Less information is available regarding the prognostic relevance of liquid biopsies focusing on the surveillance of MRD through follow-up care studies. Here, we discuss recent studies indicating that the detection of CTC months or even years after initial diagnosis predicts metastatic relapse earlier than clinical imaging procedures used to diagnose relapse in breast cancer patients. Trapp et al. assessed the CTC counts before and two years after chemotherapy in patients with non-metastatic breast cancer [76]. Two years after chemotherapy, 198 (18.2%) of 1087 patients were CTC positive, and a positive CTC status at this time point predicted a decreased OS and DFS. Similarly, Sparano et al. demonstrated that the presence of CTCs obtained approximately 5 years after diagnosis predicted late recurrence of patients with operable human epidermal growth factor receptor 2-negative breast cancer [77]. The analysis of 547 women revealed that the recurrence rates per person-year of follow-up in the CTC-positive group was 21.4% (7 recurrences per 32.7 person-years), while being only 2.0% in the CTC-negative group (16 recurrences per 796.3 person-years).

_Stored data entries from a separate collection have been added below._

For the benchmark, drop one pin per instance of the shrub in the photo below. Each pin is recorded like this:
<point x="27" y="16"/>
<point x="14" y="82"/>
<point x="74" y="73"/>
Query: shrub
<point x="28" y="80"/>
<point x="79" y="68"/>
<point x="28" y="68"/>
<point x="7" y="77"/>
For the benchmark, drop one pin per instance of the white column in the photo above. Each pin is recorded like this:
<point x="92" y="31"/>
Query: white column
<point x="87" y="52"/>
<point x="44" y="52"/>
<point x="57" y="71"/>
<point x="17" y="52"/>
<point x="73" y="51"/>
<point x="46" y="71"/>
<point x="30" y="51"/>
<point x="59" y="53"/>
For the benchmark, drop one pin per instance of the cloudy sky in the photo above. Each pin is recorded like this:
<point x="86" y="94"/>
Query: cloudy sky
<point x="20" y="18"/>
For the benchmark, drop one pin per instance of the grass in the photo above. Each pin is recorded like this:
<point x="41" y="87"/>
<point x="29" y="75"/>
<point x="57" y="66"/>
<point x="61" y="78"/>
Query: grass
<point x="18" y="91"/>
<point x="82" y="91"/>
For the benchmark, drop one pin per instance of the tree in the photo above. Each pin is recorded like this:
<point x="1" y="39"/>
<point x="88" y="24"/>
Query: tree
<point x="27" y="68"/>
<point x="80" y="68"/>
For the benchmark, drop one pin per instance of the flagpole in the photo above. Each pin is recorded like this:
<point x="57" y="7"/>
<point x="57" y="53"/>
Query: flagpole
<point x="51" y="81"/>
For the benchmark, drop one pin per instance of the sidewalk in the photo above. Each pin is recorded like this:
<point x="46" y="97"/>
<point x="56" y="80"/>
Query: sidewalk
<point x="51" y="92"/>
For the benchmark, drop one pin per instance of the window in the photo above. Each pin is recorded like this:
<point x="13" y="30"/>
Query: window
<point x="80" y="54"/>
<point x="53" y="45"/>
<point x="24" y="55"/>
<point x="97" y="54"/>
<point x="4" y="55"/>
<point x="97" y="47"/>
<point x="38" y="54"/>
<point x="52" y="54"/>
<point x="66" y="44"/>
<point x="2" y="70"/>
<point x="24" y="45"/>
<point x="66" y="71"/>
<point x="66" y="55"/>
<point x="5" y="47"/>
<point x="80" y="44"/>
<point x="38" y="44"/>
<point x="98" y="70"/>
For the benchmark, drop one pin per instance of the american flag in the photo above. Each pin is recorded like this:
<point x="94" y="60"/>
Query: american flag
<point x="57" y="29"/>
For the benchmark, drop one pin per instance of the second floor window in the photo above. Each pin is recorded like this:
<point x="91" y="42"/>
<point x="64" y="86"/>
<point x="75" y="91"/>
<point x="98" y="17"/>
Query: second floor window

Multivariate analysis showed that the detection of CTCs was linked to a 13.1-fold higher risk of recurrence (hazard ratio point estimate, 13.1; 95% CI, 4.7–36.3), thus indicating the clinical validity of CTCs for detection of MRD and risk stratification concerning late breast cancer recurrences. In view of the transit time of CTCs in the circulation, CTCs in patients detected years after removal of the primary tumor are most likely derived from occult micrometastatic lesions missed by radiological imaging or even single DTCs that extravasate back into the blood from their secondary site. Evidence for such a re-circulation of metastatic cells is derived from experimental models [78]. In addition, breast cancer patients with overt metastatic relapse have usually higher CTC counts than early stages patients, suggesting that CTCs are frequently released from metastatic lesions into the blood. To which extent these CTCs contribute to metastatic progression from single sites (“oligo-metastasis”) to multiple sites is still subject of investigation. Recently, it has been also suggested that the release of CTCs is following a circadian rhythm [79, 80].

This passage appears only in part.